应该进行改进以使idi始终是正确的音乐组的名称,而不是像本解决方案中那样始终是第一个。 但在不知道自己到底想要什么的情况下,这是一项艰苦的工作
ss ='''british 7
German 8
France 90'''
text = '''<s id="69-7">...Meanwhile is the studio 7 album by British pop band 10cc in France.</s>
<s id="15-8">...And Then There Were Three... is the ninth studio album by the german band Genesis 8 and was released in 1978.</s>
<s id="1990-2">Magnum Nitro Express is a France centerfire fire rifle cartridge 90.</s>
'''
import re
regx = re.compile('^(.+?)[ \t]+(\d+)',re.MULTILINE)
dico = dict((a.lower(),b) for (a,b) in regx.findall(ss))
print 'dico==',dico
print '\n\n'
rogx = re.compile('(<s id="[\d-]+">|</s>\r?\n)')
splitted = rogx.split(text)
print 'splitted==\n',splitted
print '=================\n'
def repl(mat):
idi = (b for (a,b) in the if b).next().lower()
x,y = mat.groups()
if x:
if dico[idi.lower()]==x:
return '<w2>%s</w2>' % x
else:
return x
if y :
if y.lower()==idi:
return '<w1>%s</w1>' % y
else:
return y
rigx = re.compile('(\d+)|(' + '|'.join(dico.keys()) + ')',re.IGNORECASE)
for i,el in enumerate(splitted[0::2]):
if el:
print '-----------------------------'
print '* index in splitted==',2*i
print '\n* el==\n',repr(el)
print '\n* rigx.findall(el)==\n',rigx.findall(el)
the = rigx.findall(el)
print '\n* modified el:\n',rigx.sub(repl,el)

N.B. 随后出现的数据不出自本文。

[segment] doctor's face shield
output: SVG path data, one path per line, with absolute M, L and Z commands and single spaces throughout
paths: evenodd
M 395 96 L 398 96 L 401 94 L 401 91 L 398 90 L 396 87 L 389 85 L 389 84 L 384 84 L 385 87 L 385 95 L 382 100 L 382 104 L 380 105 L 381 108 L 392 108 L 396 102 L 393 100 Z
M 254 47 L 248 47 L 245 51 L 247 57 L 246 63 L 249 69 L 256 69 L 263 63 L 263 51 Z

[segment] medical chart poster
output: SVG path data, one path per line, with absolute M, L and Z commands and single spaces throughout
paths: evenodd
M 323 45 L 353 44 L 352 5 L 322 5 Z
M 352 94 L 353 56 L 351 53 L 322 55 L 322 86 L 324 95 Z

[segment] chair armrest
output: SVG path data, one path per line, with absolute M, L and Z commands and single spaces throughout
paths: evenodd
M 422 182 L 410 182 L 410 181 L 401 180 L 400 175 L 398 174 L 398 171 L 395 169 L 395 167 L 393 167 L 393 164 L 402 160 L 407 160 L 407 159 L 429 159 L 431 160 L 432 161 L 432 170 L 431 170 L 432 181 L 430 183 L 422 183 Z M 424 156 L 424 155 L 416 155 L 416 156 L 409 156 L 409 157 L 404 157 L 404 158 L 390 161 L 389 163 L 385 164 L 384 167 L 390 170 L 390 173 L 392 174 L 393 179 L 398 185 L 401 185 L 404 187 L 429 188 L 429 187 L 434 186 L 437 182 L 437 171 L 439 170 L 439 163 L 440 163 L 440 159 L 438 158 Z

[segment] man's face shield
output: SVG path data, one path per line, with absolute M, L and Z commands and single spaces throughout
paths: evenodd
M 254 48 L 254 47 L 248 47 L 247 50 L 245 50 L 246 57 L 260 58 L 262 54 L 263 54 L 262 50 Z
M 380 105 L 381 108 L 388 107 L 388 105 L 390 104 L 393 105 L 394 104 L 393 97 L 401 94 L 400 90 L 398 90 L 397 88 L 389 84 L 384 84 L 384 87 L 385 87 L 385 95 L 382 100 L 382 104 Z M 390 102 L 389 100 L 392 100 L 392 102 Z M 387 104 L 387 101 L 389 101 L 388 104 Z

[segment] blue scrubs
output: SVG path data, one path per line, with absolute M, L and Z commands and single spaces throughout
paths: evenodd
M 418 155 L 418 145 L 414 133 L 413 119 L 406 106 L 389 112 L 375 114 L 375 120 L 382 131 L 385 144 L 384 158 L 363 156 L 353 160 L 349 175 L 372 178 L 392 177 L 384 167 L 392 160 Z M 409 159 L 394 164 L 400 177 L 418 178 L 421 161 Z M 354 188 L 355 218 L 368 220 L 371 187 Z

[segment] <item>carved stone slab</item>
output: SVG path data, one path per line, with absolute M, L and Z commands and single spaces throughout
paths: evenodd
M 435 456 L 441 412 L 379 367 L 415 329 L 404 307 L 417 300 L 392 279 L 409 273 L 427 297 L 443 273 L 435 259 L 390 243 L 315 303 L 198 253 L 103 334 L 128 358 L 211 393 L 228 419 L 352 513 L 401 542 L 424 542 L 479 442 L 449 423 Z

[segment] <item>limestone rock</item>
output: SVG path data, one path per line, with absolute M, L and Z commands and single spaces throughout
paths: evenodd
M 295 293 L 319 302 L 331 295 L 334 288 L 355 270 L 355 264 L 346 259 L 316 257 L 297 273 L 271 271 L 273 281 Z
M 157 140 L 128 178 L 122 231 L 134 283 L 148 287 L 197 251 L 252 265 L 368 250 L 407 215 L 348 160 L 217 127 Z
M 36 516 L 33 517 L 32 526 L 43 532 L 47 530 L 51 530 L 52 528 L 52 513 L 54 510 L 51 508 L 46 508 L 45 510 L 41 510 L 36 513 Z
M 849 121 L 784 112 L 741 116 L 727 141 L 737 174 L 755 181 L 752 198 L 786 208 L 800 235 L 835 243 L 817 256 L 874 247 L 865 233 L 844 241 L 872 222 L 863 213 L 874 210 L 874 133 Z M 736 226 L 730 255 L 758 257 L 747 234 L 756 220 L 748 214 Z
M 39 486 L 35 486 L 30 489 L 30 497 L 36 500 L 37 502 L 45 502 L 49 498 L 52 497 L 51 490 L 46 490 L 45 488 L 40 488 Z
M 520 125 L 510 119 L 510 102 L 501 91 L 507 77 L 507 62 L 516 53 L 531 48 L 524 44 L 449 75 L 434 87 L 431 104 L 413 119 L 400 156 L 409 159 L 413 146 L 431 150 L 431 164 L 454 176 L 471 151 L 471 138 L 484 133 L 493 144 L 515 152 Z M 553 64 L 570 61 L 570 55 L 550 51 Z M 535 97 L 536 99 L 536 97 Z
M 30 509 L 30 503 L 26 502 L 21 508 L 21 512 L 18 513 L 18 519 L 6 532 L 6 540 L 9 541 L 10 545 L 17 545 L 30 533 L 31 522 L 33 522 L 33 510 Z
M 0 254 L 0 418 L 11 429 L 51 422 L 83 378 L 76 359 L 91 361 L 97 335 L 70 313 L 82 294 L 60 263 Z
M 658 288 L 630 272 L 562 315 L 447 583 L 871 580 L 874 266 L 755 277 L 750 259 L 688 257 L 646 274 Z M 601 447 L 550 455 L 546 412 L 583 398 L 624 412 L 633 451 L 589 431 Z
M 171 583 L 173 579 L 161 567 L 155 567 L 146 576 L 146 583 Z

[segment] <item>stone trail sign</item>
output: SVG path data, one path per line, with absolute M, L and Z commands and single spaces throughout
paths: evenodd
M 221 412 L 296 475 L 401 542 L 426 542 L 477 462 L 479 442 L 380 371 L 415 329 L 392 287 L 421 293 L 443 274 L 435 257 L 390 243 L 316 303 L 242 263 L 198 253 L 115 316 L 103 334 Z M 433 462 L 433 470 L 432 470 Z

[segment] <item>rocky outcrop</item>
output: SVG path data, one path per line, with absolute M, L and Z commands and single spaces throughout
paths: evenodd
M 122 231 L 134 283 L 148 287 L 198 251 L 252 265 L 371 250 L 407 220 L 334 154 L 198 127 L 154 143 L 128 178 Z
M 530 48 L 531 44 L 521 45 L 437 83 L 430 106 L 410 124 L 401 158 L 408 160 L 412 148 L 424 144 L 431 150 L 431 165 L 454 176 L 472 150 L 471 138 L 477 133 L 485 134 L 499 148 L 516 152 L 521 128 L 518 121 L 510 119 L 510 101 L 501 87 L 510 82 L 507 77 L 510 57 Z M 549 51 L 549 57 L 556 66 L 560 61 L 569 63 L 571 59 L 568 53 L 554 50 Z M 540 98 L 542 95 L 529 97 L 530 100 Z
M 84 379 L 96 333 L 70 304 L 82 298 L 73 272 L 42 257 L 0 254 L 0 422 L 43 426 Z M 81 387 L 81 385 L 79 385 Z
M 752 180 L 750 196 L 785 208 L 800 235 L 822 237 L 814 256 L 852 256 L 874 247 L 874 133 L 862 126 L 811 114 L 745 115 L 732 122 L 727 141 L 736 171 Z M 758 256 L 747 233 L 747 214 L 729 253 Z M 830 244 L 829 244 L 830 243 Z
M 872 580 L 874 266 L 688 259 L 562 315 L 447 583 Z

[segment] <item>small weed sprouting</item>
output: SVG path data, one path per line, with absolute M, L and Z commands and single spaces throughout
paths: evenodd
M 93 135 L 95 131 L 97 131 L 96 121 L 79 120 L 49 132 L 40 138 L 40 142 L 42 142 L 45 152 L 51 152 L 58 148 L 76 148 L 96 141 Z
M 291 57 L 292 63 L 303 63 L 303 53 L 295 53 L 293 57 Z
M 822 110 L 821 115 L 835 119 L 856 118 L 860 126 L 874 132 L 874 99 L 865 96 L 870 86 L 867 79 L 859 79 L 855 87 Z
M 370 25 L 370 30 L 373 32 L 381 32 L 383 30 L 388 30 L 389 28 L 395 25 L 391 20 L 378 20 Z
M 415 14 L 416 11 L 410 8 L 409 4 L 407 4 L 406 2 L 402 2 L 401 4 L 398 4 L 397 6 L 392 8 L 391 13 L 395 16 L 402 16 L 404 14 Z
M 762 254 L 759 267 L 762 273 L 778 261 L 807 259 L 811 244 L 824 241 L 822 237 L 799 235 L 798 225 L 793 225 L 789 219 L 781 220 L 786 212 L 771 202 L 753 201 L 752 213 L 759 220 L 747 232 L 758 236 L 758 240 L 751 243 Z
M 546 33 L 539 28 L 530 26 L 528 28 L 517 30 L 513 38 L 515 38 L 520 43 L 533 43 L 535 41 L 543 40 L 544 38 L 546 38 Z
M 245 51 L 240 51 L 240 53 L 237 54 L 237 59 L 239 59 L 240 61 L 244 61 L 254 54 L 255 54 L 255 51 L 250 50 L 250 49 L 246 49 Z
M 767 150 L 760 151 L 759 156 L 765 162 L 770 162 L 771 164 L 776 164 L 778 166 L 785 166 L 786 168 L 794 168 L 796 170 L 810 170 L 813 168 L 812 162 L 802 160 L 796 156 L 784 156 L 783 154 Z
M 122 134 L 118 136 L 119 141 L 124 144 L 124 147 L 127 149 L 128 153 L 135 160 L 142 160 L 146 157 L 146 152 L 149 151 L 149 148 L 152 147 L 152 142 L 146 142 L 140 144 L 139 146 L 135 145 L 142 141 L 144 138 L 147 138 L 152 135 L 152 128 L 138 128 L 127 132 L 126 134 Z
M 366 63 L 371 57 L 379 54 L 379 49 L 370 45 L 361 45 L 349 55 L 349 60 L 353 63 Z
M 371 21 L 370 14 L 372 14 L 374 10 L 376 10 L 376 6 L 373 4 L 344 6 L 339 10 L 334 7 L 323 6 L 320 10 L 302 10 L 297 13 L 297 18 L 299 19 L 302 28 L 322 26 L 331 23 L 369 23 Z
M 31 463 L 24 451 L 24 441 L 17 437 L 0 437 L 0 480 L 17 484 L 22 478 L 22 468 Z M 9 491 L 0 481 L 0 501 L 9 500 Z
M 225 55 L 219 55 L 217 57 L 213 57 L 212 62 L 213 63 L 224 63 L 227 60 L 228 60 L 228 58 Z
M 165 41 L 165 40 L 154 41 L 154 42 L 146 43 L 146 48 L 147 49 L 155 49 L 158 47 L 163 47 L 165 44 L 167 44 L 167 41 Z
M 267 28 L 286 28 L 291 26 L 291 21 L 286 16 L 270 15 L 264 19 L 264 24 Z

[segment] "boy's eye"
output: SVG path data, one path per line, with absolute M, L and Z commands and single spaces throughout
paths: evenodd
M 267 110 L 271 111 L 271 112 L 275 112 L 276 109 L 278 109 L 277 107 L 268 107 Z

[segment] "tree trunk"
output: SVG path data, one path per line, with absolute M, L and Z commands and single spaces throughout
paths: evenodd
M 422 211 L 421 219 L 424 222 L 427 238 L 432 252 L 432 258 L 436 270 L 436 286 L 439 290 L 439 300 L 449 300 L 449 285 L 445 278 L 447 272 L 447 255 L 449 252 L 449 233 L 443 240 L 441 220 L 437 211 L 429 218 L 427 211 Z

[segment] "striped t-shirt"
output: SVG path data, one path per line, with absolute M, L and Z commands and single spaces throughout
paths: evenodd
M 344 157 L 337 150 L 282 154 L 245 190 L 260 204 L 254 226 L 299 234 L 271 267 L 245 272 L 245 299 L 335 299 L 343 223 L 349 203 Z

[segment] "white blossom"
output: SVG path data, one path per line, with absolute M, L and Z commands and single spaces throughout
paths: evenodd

splitted[2*i] = rigx.sub(repl,el)
print '\n\n##################################\n\n'
print 'modified splitted==\n',splitted
print
print ''.join(splitted)
结果
dico== {'german': '8', 'british': '7', 'france': '90'}
splitted==
['', '<s id="69-7">', '...Meanwhile is the studio 7 album by British pop band 10cc in France.', '</s>\n', '', '<s id="15-8">', '...And Then There Were Three... is the ninth studio album by the german band Genesis 8 and was released in 1978.', '</s>\n', '', '<s id="1990-2">', 'Magnum Nitro Express is a France centerfire fire rifle cartridge 90.', '</s>\n', '']
=================
-----------------------------
* index in splitted== 2
* el==
'...Meanwhile is the studio 7 album by British pop band 10cc in France.'
* rigx.findall(el)==
[('7', ''), ('', 'British'), ('10', ''), ('', 'France')]
* modified el:
...Meanwhile is the studio <w2>7</w2> album by <w1>British</w1> pop band 10cc in France.
-----------------------------
* index in splitted== 6
* el==
'...And Then There Were Three... is the ninth studio album by the german band Genesis 8 and was released in 1978.'
* rigx.findall(el)==
[('', 'german'), ('8', ''), ('1978', '')]
* modified el:
...And Then There Were Three... is the ninth studio album by the <w1>german</w1> band Genesis <w2>8</w2> and was released in 1978.
-----------------------------
* index in splitted== 10
* el==
'Magnum Nitro Express is a France centerfire fire rifle cartridge 90.'
* rigx.findall(el)==
[('', 'France'), ('90', '')]
* modified el:
Magnum Nitro Express is a <w1>France</w1> centerfire fire rifle cartridge <w2>90</w2>.
##################################
modified splitted==
['', '<s id="69-7">', '...Meanwhile is the studio <w2>7</w2> album by <w1>British</w1> pop band 10cc in France.', '</s>\n', '', '<s id="15-8">', '...And Then There Were Three... is the ninth studio album by the <w1>german</w1> band Genesis <w2>8</w2> and was released in 1978.', '</s>\n', '', '<s id="1990-2">', 'Magnum Nitro Express is a <w1>France</w1> centerfire fire rifle cartridge <w2>90</w2>.', '</s>\n', '']
<s id="69-7">...Meanwhile is the studio <w2>7</w2> album by <w1>British</w1> pop band 10cc in France.</s>
<s id="15-8">...And Then There Were Three... is the ninth studio album by the <w1>german</w1> band Genesis <w2>8</w2> and was released in 1978.</s>
<s id="1990-2">Magnum Nitro Express is a <w1>France</w1> centerfire fire rifle cartridge <w2>90</w2>.</s>
我消除了 replmodel()
repl() 取 rigx.findall(el) 的值
我为此添加了一行= rigx.findall(el)
您应该使用正则表达式专门替换单个单词,而不是单词部分。
就像是
import re
left='british'
right='7'
i1 = re.sub('(?i)(\s+)(%s)(\s+)'%left, '\\1<w1>\\2</w1>\\3', i)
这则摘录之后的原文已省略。